I was in the process of writing about the media’s continuing obsession with reporting every word and action about Donald Trump and the need to move away from a man whose hunger for attention is ravenous, but Patti Davis beat me to the punch.
Davis, the daughter of former president Ronald Reagan, offers some thoughts about how the media should handle a man who will do anything to remain in the spotlight.
After being relentlessly bullied in school, Davis spoke to her father. “He explained that bullies crave attention and that if they are ignored, they sort of deflate. He then showed me how frustrating it is to feel like you’re invisible, by ignoring me when I tried to speak to him. It worked. I returned to school, I ignored the bully and he gave up his attacks on me. …
“With each news story,” Davis writes, “each segment on television, we are giving him the elixir that keeps him going — attention. There are plenty of things going on in the world that are more important than Donald Trump. We have a planet to save. Russia is still waging war on Ukraine, and still imprisoning American citizens like Brittney Griner. The West is running out of water. There are mass shootings so often it’s hard to keep track of them. Just to name a few really important issues.”
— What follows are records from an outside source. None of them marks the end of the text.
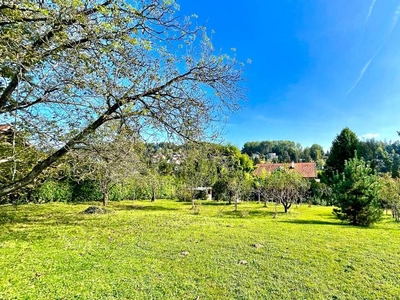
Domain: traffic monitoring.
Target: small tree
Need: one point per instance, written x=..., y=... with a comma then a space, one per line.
x=356, y=194
x=286, y=187
x=390, y=193
x=107, y=160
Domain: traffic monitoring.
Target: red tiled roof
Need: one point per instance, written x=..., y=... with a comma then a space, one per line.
x=307, y=170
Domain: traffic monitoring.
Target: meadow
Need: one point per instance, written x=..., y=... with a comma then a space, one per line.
x=165, y=250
Think of how much quieter the country would become with less media attention to a bully who continues to taunt, disparage and lie? Think about the possibility of changing the conversation to issues of far greater importance.
“Trump’s party underperformed expectations, failing to retake the Senate while only barely taking a majority in the House,” The Washington Post’s Philip Bump observed. So the dominoes of his influence may already be falling.
However, after the midterms, the media continues to hover and cover the former president’s every remark and action: Trump recently had dinner with white supremacist and antisemite Nick Fuentes. After condemning the meeting, Republican governor of Arkansas Asa Hutchinson said, “I hope someday we won’t have to be responding to what former president Trump has said or done.”
Why not start today?
Ethicist Michael Josephson writes: “the mission of journalism is to inform readers of events and facts that are important to them and to their participation in a democracy by insuring the free flow of public information.”
But that information should not flow like a fire hose from one individual through the media.
When it comes to news stories, journalists and editors should make better choices. They should balance the importance of what one individual says or does as opposed to stories that demand our attention.
“Journalistic excellence,” Josephson stresses, “includes the exercise of self-restraint in the public interest.”
Let’s send a message, a brief respectful note to news sources—cable, network, and newsprint—reminding them that responsible journalism requires careful consideration of how much reporting is necessary on every Trump brushfire of the moment.
Let us not be slaves to a master who thrives on attention. Let us, instead, become advocates for responsibility, respect, as well as democracy.
The media and us, should do no less.